I'm totally dreading this surgery. A few people have asked me if she'll be okay. I guess since I'm sharing anyway, I'll tell you the ugly truth. I always worry if she'll be okay. I never go into a surgery thinking it is no big deal. Never. I just try to hide my worry from everyone. No one wants to talk about that kind of worry anyway.
On a lighter, more positive note.. Harlie is going to summer camp! YAY!
You might remember that our boys have been going to summer camp - Winona Camps for Boys in Maine for about six or so years. Well, Murphy aged out now. But, Cooper still goes. Every summer, Harlie has watched them go and wished she could go, too. I think she thinks that WE don't want her to go. But, that is so NOT the case! We'd love for her to be able to go! I've tried to get her into several special needs based camps - but the trach has always been a deal breaker. But, this camp is only for kiddos with trachs!
I found out about Champ Camp from a fellow trach mom/family. Her daughter went to camp and graduated as a camper this past year. It looks amazing. So, I applied in January and had a phone interview. We talked over some things. I totally get that Harlie is a lot. I'm not blind to that. But, I also know that she manages it so well, really. Plus, I have the full support of the docs that know her best. We then had a zoom interview with different people and I completed a bunch of paperwork. We got official word last week that she was accepted! Hallelujah!

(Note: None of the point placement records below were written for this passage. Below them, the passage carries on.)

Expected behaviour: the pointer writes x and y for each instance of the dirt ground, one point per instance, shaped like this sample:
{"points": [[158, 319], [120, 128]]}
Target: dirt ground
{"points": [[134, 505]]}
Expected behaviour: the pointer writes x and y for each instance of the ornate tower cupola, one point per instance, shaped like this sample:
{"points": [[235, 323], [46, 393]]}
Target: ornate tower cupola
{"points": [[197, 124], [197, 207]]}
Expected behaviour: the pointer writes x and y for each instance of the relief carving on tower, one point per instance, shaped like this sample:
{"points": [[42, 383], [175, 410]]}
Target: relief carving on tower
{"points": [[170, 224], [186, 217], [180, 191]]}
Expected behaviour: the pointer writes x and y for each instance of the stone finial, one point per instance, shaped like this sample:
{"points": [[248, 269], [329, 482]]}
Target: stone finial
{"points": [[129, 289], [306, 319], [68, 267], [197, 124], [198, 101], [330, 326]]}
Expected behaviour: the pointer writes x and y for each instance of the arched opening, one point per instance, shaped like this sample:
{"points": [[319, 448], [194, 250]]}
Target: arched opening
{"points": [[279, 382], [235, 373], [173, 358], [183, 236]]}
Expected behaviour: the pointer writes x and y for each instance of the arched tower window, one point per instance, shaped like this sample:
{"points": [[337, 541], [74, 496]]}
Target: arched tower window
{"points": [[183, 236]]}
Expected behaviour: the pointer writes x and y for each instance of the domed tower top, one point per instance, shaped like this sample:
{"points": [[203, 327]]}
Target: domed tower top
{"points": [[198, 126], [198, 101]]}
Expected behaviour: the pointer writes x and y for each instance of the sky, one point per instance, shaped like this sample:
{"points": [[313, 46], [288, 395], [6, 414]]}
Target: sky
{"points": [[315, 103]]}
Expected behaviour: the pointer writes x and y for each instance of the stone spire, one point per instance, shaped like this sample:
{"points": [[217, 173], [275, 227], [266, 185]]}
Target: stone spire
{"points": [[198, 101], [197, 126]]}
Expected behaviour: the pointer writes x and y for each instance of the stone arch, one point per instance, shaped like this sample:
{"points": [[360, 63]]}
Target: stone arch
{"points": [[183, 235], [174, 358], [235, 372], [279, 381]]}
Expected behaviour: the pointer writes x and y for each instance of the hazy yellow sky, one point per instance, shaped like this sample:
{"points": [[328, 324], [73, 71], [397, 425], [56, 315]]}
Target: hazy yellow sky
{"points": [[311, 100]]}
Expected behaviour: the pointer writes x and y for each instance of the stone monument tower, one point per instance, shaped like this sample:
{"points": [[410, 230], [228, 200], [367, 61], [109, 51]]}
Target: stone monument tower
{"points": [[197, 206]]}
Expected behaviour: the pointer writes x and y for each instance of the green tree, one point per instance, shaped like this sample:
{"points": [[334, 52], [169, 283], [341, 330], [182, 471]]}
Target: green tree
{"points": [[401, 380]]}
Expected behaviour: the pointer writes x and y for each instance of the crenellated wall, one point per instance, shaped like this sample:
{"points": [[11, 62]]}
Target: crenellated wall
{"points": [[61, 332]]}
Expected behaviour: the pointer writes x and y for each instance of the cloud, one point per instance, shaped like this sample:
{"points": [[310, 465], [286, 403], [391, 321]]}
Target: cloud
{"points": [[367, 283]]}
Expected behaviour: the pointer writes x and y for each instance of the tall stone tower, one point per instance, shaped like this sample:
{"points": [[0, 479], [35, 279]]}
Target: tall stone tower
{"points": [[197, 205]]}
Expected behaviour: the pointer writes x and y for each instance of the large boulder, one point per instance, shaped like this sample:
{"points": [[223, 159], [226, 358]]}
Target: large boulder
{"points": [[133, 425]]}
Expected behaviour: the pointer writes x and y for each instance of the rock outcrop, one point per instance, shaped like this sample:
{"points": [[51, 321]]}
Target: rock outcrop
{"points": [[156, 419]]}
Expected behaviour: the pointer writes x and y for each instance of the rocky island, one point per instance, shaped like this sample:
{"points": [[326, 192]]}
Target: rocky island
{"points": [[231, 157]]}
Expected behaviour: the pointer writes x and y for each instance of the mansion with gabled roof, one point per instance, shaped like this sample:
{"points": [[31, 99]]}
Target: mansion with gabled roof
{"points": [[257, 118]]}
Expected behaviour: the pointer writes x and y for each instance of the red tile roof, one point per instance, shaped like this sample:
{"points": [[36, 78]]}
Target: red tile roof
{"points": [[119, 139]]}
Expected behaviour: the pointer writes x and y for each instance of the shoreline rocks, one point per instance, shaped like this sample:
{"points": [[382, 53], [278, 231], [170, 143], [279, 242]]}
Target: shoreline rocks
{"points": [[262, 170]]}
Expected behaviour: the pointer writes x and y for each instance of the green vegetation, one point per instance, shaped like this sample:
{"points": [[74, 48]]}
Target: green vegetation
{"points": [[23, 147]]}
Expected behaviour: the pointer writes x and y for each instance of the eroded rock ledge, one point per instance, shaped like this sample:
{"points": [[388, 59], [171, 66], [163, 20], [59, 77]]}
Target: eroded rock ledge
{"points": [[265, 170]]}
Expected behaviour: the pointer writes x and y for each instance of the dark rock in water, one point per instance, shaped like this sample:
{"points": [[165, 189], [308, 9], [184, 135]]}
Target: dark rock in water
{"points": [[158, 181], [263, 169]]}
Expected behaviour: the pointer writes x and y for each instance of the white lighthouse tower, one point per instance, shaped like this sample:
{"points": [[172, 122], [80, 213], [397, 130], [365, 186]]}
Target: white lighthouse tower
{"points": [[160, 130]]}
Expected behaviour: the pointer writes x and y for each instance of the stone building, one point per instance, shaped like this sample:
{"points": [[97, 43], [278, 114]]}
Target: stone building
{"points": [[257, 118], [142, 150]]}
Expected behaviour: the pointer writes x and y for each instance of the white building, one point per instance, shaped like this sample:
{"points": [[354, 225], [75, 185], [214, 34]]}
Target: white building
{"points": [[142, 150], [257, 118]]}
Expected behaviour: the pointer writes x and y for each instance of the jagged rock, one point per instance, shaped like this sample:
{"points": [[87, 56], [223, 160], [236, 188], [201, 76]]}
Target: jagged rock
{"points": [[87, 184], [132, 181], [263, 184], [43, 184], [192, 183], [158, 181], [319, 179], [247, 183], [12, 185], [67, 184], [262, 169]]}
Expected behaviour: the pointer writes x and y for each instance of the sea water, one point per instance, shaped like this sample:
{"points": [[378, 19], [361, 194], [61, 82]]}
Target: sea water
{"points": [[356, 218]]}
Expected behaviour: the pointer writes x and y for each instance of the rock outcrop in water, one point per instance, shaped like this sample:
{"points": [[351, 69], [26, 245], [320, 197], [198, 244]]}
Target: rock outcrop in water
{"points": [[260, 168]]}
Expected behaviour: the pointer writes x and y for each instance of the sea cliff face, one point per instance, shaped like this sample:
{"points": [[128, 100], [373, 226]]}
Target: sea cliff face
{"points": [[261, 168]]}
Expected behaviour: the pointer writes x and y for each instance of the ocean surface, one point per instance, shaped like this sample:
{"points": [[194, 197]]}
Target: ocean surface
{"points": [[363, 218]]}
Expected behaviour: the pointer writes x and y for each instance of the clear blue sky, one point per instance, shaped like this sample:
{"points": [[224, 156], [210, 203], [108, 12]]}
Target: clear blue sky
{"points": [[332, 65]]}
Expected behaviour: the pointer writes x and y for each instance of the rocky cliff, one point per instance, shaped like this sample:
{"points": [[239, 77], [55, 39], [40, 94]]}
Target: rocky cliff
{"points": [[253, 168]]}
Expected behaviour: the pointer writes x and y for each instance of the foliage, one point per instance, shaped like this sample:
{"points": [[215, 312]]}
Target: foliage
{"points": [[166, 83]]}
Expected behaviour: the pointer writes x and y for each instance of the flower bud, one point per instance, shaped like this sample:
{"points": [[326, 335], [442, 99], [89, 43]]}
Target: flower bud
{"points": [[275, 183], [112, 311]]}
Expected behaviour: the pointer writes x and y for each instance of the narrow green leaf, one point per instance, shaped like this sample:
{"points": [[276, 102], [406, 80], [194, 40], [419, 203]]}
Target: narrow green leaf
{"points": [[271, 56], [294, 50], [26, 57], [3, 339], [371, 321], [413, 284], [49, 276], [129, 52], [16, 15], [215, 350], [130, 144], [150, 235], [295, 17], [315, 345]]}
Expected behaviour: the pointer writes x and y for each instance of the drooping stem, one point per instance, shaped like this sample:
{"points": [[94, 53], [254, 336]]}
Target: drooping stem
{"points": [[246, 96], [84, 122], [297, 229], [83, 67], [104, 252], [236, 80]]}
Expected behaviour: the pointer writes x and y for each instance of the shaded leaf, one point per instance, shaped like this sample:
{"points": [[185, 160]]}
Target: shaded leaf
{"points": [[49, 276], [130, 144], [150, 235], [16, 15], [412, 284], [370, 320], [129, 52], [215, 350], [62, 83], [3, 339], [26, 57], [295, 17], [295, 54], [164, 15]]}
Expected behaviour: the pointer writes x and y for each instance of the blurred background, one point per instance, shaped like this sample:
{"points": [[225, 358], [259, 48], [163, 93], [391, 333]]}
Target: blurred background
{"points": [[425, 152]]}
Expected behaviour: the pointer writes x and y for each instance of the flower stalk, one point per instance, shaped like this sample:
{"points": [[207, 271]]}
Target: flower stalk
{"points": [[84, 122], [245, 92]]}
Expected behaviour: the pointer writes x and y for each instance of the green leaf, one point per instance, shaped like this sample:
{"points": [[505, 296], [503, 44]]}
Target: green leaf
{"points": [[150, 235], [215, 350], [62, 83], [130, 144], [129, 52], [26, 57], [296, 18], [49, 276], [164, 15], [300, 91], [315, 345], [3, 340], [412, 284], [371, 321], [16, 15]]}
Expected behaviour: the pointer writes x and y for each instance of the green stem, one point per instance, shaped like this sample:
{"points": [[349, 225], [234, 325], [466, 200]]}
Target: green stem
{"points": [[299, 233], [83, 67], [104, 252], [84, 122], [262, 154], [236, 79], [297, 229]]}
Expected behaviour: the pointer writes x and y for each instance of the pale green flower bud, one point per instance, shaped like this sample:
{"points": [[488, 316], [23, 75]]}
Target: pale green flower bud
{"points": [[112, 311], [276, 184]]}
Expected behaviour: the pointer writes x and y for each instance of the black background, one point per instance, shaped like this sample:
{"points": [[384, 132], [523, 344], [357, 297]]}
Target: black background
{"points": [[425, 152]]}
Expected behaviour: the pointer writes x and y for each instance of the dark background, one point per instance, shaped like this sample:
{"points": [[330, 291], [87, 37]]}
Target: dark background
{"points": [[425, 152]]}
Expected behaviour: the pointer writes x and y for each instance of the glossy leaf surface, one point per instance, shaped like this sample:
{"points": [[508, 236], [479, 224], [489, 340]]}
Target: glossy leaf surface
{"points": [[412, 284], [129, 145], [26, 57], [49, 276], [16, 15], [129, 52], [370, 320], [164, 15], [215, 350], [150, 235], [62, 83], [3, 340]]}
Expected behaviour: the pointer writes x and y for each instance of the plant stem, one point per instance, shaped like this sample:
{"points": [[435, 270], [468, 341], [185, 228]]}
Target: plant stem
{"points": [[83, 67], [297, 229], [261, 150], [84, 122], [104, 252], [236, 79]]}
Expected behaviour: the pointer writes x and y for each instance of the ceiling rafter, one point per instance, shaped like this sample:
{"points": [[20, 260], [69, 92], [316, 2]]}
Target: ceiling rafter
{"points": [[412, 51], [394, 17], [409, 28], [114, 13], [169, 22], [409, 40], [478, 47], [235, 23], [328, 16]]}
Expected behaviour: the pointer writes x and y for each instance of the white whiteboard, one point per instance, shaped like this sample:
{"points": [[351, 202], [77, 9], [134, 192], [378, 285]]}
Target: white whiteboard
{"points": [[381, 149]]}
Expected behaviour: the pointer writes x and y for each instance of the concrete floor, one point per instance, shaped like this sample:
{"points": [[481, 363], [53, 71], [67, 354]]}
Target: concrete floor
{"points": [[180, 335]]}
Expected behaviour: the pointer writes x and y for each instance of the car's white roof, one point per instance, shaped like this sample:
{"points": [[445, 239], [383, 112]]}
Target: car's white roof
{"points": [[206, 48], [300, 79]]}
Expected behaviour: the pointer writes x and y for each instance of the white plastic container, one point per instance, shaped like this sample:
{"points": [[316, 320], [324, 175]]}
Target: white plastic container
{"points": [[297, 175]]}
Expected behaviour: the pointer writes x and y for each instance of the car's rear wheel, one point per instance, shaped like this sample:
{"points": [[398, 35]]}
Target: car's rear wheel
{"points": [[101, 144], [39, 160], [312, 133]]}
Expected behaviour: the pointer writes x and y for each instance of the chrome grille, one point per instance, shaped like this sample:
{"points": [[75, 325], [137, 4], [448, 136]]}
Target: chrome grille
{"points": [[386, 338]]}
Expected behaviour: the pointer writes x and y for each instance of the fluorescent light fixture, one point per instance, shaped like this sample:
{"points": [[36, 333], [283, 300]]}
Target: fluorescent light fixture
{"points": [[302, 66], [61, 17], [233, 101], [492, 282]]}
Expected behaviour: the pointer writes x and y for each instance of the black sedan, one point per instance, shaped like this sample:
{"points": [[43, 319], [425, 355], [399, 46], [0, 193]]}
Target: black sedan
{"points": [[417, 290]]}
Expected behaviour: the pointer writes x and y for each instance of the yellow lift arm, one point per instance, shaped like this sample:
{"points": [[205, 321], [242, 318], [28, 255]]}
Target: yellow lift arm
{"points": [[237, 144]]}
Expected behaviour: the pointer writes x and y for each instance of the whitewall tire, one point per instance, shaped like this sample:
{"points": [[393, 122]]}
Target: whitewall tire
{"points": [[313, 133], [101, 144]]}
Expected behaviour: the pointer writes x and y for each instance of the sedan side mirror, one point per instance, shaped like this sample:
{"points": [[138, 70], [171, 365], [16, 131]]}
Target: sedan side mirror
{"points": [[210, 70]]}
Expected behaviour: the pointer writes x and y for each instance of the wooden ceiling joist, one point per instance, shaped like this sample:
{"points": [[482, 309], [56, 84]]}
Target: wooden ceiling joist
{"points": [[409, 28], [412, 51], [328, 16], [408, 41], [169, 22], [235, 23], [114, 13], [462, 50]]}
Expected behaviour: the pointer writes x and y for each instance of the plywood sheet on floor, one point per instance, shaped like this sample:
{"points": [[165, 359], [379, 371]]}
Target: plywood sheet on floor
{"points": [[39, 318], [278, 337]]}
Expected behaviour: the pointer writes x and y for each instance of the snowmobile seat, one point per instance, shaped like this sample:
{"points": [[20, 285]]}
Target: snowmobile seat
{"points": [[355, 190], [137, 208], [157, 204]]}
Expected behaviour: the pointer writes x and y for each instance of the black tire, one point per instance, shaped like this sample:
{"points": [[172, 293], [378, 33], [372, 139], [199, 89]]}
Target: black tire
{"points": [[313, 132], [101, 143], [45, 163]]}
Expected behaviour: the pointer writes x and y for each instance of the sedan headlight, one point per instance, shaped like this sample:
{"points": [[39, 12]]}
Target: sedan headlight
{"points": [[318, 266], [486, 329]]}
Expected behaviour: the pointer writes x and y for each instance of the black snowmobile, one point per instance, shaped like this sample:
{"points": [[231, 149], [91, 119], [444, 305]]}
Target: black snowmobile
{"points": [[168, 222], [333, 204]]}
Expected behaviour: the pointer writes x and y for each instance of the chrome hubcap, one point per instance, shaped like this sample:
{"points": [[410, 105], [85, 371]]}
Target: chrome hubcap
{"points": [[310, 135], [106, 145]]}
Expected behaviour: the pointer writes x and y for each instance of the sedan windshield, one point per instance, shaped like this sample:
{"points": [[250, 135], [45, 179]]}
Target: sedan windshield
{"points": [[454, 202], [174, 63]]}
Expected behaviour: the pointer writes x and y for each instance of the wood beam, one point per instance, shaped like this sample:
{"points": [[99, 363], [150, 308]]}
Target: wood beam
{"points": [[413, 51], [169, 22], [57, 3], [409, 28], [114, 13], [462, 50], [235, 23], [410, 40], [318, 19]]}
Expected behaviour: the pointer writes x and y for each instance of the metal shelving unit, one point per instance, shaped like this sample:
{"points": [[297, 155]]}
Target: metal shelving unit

The camp is in Indiana in June. Oh, what an adventure for Harlie! We are so excited for her! Hopefully, this surgery will go fine and she will heal up and be ready by June. That's the plan anyway.
Okay, I'm just going to end this here. I'll blog more during her hospitalization.
Thanks for all the love!
Christy xo
2 comments:
Praying that all goes well for Harlie later this month. I LOVED the pics of her - she looks so grown up!! And she looks happy with all she's been able to do this school year. You go girl!!!